Columna publicada el domingo 5 de febrero de 2023 por La Tercera.

La crisis política permanente y la prosperidad material de las sociedades no se llevan bien. Las luchas entre facciones radicalizadas, aunque ocurran en nombre del pueblo, destruyen riquezas y expectativas en vez de mejorar la calidad de vida general. La lucha de clases, entendida como un enfrentamiento a muerte entre grupos de interés, es una patología social y no un aliciente para el progreso. Un ejemplo es el Chile de los 60 y 70, que se entregó a una lucha sin cuartel entre ideologías extremas, inflexibles en sus programas de “planificación global” (Góngora dixit). Cada lote estaba seguro de tener la fórmula mágica, e imponerla exigía barrer con los demás grupos. Y el choque faccioso terminó con destruir económica y políticamente el Estado. La cortina la terminan de bajar los militares cuando toman control pleno del gobierno (ya lo tenían parcial, porque Allende los había incorporado hasta de ministros) mediante un golpe de Estado.

La Constitución de 1980 reflejó esa experiencia traumática. No fue escrita por militares, sino por académicos-políticos (casi todos sin posgrado ni “papers”) que habían tenido protagonismo en la vida republicana de los 30 años anteriores. Su objetivo central era extirpar todo impulso revolucionario de nuestra convivencia: que nadie pudiera encaramarse al poder y patear la escalera. Para conseguirlo, el texto introduce una serie de mecanismos de exclusión y de estabilización. Las fuerzas radicales de izquierda son proscritas y la disputa política es reconducida, mediante el sistema binominal, hacia dos grandes bloques en situación de constante empate –inducido, entre otras cosas, por los quórum especiales- que deben negociar constantemente entre sí para hacer avanzar casi cualquier agenda. El control de legalidad del Tribunal Constitucional completa el esquema antirrevolucionario.

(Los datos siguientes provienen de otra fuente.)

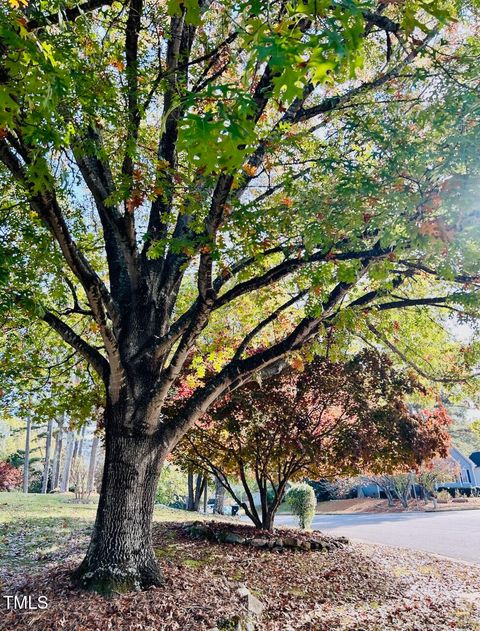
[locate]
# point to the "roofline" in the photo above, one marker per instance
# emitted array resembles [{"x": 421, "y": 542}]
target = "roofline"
[{"x": 463, "y": 456}]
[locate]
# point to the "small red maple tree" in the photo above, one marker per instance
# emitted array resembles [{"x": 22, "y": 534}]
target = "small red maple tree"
[
  {"x": 330, "y": 419},
  {"x": 10, "y": 477}
]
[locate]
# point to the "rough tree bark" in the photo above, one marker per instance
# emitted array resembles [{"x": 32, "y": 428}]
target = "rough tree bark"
[
  {"x": 92, "y": 465},
  {"x": 120, "y": 556},
  {"x": 26, "y": 461},
  {"x": 219, "y": 506},
  {"x": 48, "y": 448},
  {"x": 57, "y": 456},
  {"x": 67, "y": 465},
  {"x": 144, "y": 346},
  {"x": 196, "y": 486}
]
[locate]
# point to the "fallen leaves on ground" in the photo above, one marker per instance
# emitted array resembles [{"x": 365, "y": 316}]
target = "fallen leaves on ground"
[{"x": 354, "y": 588}]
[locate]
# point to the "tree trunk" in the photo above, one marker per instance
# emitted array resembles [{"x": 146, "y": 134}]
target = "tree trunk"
[
  {"x": 26, "y": 461},
  {"x": 120, "y": 556},
  {"x": 92, "y": 465},
  {"x": 199, "y": 488},
  {"x": 68, "y": 462},
  {"x": 219, "y": 497},
  {"x": 48, "y": 448},
  {"x": 190, "y": 496},
  {"x": 195, "y": 490},
  {"x": 57, "y": 457},
  {"x": 81, "y": 442}
]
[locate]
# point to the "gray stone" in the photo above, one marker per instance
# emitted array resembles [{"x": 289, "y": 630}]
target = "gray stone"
[
  {"x": 259, "y": 543},
  {"x": 254, "y": 605},
  {"x": 232, "y": 537}
]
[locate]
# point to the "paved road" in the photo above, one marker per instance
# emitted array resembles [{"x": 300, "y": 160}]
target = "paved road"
[{"x": 453, "y": 534}]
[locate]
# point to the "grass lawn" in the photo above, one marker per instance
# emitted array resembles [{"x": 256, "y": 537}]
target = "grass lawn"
[{"x": 354, "y": 588}]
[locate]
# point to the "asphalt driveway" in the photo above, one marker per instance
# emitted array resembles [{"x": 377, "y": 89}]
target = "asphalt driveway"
[{"x": 451, "y": 534}]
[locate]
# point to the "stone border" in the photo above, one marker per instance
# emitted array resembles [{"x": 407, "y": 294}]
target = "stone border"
[{"x": 201, "y": 530}]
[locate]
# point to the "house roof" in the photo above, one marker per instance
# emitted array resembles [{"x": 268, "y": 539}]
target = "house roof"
[
  {"x": 475, "y": 457},
  {"x": 457, "y": 455}
]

Los mecanismos de exclusión directos contenidos en la Constitución de 1980 fueron dados de baja una vez que se recuperó la democracia, pero los de estabilización se mantuvieron. Y, de hecho, son la base de la política de los acuerdos que sacó a Chile de la pobreza entre 1990 y el año 2006. Sin embargo, tuvieron también un efecto corruptor en la vida de los partidos: la Concertación se fue convirtiendo en una agencia de empleos fiscales, mientras que la derecha se dedicaba al electoralismo vacío para mantener la capacidad de bloqueo y poco más. Por lo mismo, cuando llegó al poder lo hizo sin programa.

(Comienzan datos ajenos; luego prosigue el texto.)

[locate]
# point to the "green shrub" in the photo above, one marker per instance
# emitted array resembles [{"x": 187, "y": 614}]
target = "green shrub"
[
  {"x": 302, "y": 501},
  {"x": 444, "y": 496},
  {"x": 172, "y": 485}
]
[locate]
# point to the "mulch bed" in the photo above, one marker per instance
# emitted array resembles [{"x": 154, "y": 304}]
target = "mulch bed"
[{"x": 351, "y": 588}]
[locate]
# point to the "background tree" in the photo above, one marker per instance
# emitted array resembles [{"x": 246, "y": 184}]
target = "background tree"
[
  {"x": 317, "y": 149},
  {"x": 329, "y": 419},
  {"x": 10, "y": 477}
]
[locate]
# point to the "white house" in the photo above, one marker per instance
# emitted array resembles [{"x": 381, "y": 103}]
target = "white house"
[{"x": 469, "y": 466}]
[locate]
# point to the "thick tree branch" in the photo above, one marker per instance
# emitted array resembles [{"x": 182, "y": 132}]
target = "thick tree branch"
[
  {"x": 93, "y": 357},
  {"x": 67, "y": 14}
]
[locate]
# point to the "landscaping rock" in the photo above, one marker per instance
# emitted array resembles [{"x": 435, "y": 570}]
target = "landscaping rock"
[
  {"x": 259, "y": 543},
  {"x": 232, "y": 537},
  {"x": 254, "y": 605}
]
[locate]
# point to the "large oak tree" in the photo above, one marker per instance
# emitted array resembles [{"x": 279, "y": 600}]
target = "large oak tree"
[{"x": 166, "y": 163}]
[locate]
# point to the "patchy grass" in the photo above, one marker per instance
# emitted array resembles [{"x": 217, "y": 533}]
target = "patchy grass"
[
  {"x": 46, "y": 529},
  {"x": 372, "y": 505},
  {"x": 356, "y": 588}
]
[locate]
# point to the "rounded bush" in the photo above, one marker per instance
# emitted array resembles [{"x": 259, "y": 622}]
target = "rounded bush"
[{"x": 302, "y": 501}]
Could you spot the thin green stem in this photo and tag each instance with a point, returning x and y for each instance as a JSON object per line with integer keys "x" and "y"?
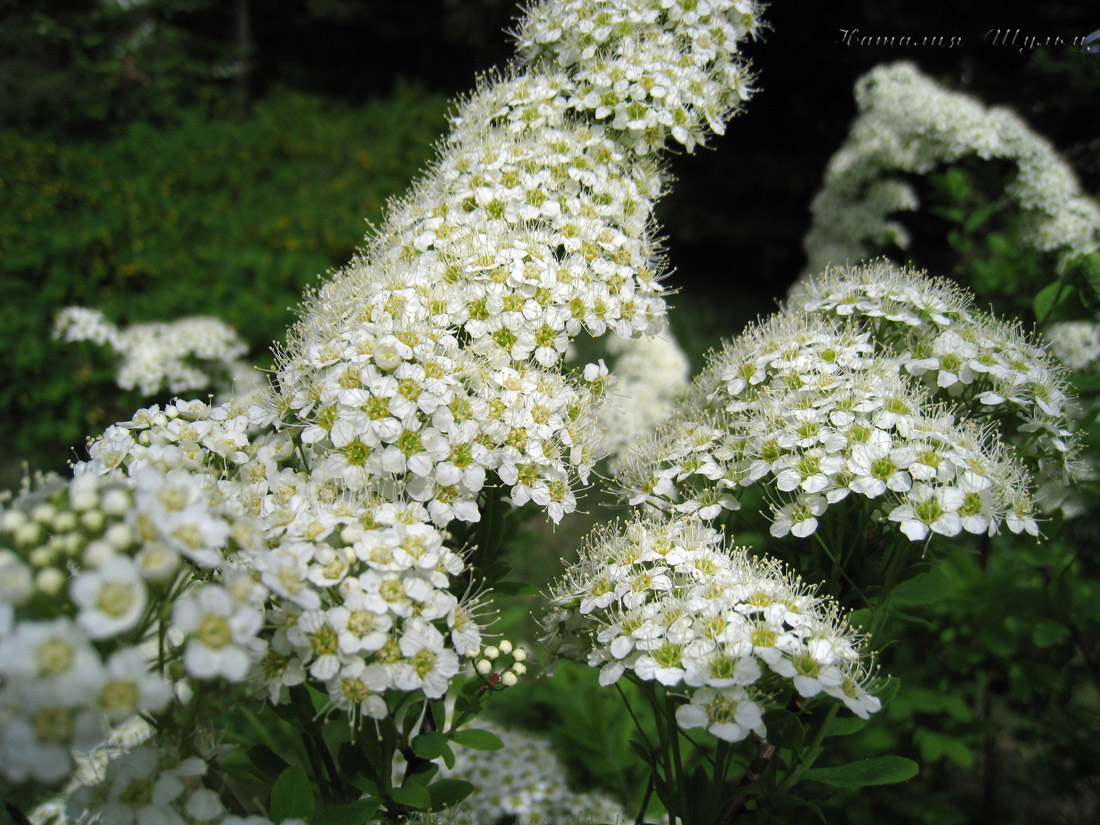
{"x": 810, "y": 754}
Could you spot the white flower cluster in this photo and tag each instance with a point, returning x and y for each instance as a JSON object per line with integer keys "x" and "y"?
{"x": 525, "y": 782}
{"x": 421, "y": 384}
{"x": 908, "y": 124}
{"x": 149, "y": 784}
{"x": 650, "y": 68}
{"x": 813, "y": 404}
{"x": 360, "y": 584}
{"x": 183, "y": 355}
{"x": 438, "y": 355}
{"x": 1076, "y": 344}
{"x": 983, "y": 364}
{"x": 668, "y": 602}
{"x": 650, "y": 374}
{"x": 83, "y": 571}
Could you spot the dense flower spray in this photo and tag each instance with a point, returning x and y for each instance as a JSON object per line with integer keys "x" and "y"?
{"x": 667, "y": 602}
{"x": 910, "y": 124}
{"x": 325, "y": 535}
{"x": 178, "y": 356}
{"x": 876, "y": 382}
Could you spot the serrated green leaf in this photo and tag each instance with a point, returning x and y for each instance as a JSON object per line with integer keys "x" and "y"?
{"x": 784, "y": 730}
{"x": 430, "y": 745}
{"x": 449, "y": 792}
{"x": 476, "y": 739}
{"x": 355, "y": 813}
{"x": 878, "y": 771}
{"x": 293, "y": 795}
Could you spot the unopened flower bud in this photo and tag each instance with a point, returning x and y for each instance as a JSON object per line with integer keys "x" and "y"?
{"x": 92, "y": 520}
{"x": 50, "y": 581}
{"x": 119, "y": 537}
{"x": 12, "y": 520}
{"x": 28, "y": 534}
{"x": 116, "y": 502}
{"x": 351, "y": 534}
{"x": 387, "y": 356}
{"x": 44, "y": 514}
{"x": 97, "y": 553}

Para peor, los intentos parciales por arreglar el sistema político, negociados con calculadora en mano dentro del congreso, resultaron un remedio peor que la enfermedad. El voto voluntario y el fin del binominal callampizaron la actividad política. Se llenó de conglomerados minúsculos, discursos extremos de nicho y cazadores de rentas salidos de la farándula. En vez de facilitar reformas responsables, las hicieron más difíciles que nunca.

Así llegamos al estallido social de 2019, con el país económicamente estancado, un sistema educacional estropeado, corrupción de cuello y corbata galopante y promesas meritocráticas desacreditadas. Y ya que no quedaban programas totales que imponer,  la oposición populista de pueblo y élites era el único lenguaje para hacer sentido de la crisis. Bajo esa bandera se organizó la Convención Constitucional, y presenciamos en vivo cómo la política sin partidos era incluso peor que la de “los mismos de siempre”. Payaseo, activismos estrechos, profetismo de cátedra  y farándula. Casi todos poniéndose “creativos” en vez de hacer la pega.

Ahora, en el vacío total, la responsabilidad de hacerse cargo de la crisis del sistema político vuelve… al sistema político. No podría ser de otra manera, pero eso no lo hace menos frustrante. Muchos alegan que mejor nos concentremos en lo importante y no más asunto constitucional. Sin embargo, un sistema político fragmentado y en irritación permanente no puede hacerse cargo de esos asuntos. Luego, reformar el sistema político es una necesidad prioritaria. Pero no se puede hacer directamente desde el congreso, porque con calculadora distrital no resulta. ¿Qué otro camino queda que seguir el proceso constitucional, entonces? En esta vuelta nos jugamos la democracia.